Solid geometry gave me less trouble than any other mathematics and Lord knows the others gave me trouble!

I believe the concept stimulates me to imaging "what lies over the hill" in many cases, the "behind the scenes," perhaps because of a habit in my own writing of trying to set a stage "solid," not with mere "drops."

Stock pictures for stock "sets"? For a village church—a composite picture of the several dozen I had to attend when a boy, none of them the same exactly. For a cowboy, different stock pictures in different context. I think this depends largely on the manner and setting in which the object of character is first introduced.

Yes, there is a difference in the behavior of my imagination when I am reading stories and when writing them. In reading, one has only to accept the author's concept; in writing, one has to consider and reject several and decide upon one. (There is, however, in reading, the tendency to look behind the scenes, which is perhaps a fainter manifestation of the selective impulse or artistic judgment habitual in the creation of a picture myself.)

I have thought of my reading constantly in connection with my writing. If a book or story is good, I get a stimulation from it, perhaps an inspiration, which, mingled with the profusion of other impulses and ideas, emerges, some time, as a part, or a tendency, in my own work. More often, however, I am astonished, when well started on a story of my own or when completing it, to run across another with a curious similarity of thought or philosophy—or perhaps, a contradictory philosophy in similar setting.

Michael J. Phillips: I try hard to visualize in important scenes. If I get stuck in a description I stop and visualize—hard. I don't see all the characters, but only the principal ones. I don't imagine the sounds unless I want to conjure up the effect of a sudden, alarming sound, like a shot, on the man or woman who hears it.

I do not taste the flavor of a story. I do not get rough or smooth contact nor physical pain. Rarely a story moves me to laughing aloud, and equally rarely, say twice a year in each case, does a story bring tears. My response to a good story—and it must be good—is the prickle down your back when he really puts it over. This may be at the finish or when one of the characters does an admirable or a clever thing in a way wholly admirable and noteworthy, and what is done is described by a master. Too much sophistication to get the kick that once I did, I suppose. A duel of words between two men in a love story over the girl, a battle of wits in which breeding and good sportsmanship are displayed, will produce the prickle down my spinal column quicker than exciting physical action.

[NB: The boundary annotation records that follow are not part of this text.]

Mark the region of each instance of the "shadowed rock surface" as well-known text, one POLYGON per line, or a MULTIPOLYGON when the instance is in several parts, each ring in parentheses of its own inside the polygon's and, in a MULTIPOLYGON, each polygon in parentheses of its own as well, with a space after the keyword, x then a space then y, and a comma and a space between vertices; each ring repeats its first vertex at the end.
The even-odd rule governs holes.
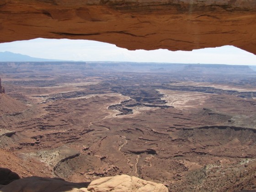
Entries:
POLYGON ((255 54, 256 9, 250 0, 3 0, 0 42, 66 38, 133 50, 229 45, 255 54))
MULTIPOLYGON (((0 179, 1 178, 0 177, 0 179)), ((21 191, 23 192, 32 191, 33 192, 64 191, 168 192, 168 190, 162 184, 147 181, 134 176, 131 177, 126 175, 122 175, 101 178, 93 181, 91 183, 90 182, 73 183, 57 178, 32 176, 16 180, 5 186, 0 185, 0 191, 1 192, 21 191)))

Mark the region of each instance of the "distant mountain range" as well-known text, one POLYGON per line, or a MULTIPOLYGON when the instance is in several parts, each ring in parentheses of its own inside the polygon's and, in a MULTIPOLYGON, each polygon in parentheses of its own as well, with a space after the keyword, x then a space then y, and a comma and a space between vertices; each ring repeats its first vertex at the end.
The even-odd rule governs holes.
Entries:
POLYGON ((64 60, 36 58, 9 51, 0 52, 0 62, 47 62, 65 61, 64 60))

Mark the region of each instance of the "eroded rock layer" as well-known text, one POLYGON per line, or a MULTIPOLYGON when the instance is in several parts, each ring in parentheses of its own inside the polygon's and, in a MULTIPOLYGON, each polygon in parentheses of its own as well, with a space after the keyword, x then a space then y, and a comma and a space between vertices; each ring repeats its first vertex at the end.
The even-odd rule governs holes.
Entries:
POLYGON ((0 42, 89 39, 129 49, 233 45, 256 53, 250 0, 3 0, 0 42))

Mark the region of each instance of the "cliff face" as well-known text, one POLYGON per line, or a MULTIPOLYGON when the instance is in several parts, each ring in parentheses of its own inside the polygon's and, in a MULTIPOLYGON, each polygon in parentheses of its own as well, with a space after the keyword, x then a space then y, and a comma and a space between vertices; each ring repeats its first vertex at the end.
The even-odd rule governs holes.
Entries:
POLYGON ((5 93, 5 88, 2 86, 1 78, 0 78, 0 93, 5 93))
POLYGON ((256 54, 251 0, 3 0, 0 42, 89 39, 129 49, 234 45, 256 54))

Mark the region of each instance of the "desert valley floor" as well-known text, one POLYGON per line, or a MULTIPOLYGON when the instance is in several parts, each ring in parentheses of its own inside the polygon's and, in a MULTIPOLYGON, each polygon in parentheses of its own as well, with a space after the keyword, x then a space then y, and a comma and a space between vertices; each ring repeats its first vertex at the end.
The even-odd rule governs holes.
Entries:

I can not see the scenes with my eyes shut readily. It is only by effort, and they are in black and white. I can not visualize the faces of all my friends and relatives. The degree of nearness and dearness does not enter into visualization at all. Some strangers impress themselves on my mental retina, and I can not recall by shutting my eyes how some relative, perhaps in the next room, looks. I have a lot of fun visualizing a horse race with the jockeys wearing different colored jackets. This I use in the rare attempts I make to get to sleep when I do not fall instantly asleep on going to bed. I can't make it stick much. The colors get all mixed up. I have to keep telling myself which color my favorite wears.

I went to high school only a month or two in the second year, then quit to paint little white coffins in a casket factory, so you see solid geometry is a sealed book to me. Algebra was bone labor to me, but I was quite proud of myself when I solved a problem, and in some degree it was an attraction on that account.

I think I prefer the author not to clutter the picture with too many words. I don't want too much detail painted in, but I do want him to make his primary and essential characters and objects plain and clear. If it's a man and a horse, I don't want any impressionistic or cubist daubs that leave me in doubt whether it's a monkey and a rhinoceros. If he'll just show me plainly it's a man and a horse, I'll dress them up to suit myself. He makes me tired when he goes meticulously into detail, unless he's an artist—and they are damn few.